We disagreed on most issues. But I admired his passion for his convictions, his patience with the hard and sometimes dull work of legislating, and his uncanny sense for when differences could be bridged, and his cause advanced by degrees. He was a fierce advocate, and no senator would oppose him in debate without at least a little trepidation, often more than a little. We all listened to him, of course. He was hard to ignore.
When we were agreed on an issue, and worked together to make a little progress for the country on an important issue, he was the best ally you could have. You never had even a small doubt that once his word was given and a course of action decided, he would honor the letter and spirit of the agreement. When we worked together on the immigration issue, we had a daily morning meeting with other interested senators.

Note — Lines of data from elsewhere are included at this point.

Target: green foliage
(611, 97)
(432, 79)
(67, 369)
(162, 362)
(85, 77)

He and I would meet for a few minutes in advance, and decide between us which members of our respective caucuses needed a little special encouragement or on occasion a little straight talk. If a member tried to back out of a previous commitment, Ted made certain they understood the consequences of their action. It didn’t matter to him that the offender was a member of his own caucus. He was the most reliable, the most prepared, and the most persistent member of the Senate. He took the long view. He never gave up. And though on most issues I very much wished he would give up, he taught me to be a better senator.
After Labor Day, I’ll go back to the Senate, and I’ll try to be as persistent as Ted was, and as passionate for the work. I know I’m privileged serve there. But I think most of my colleagues would agree, the place won’t be the same without him.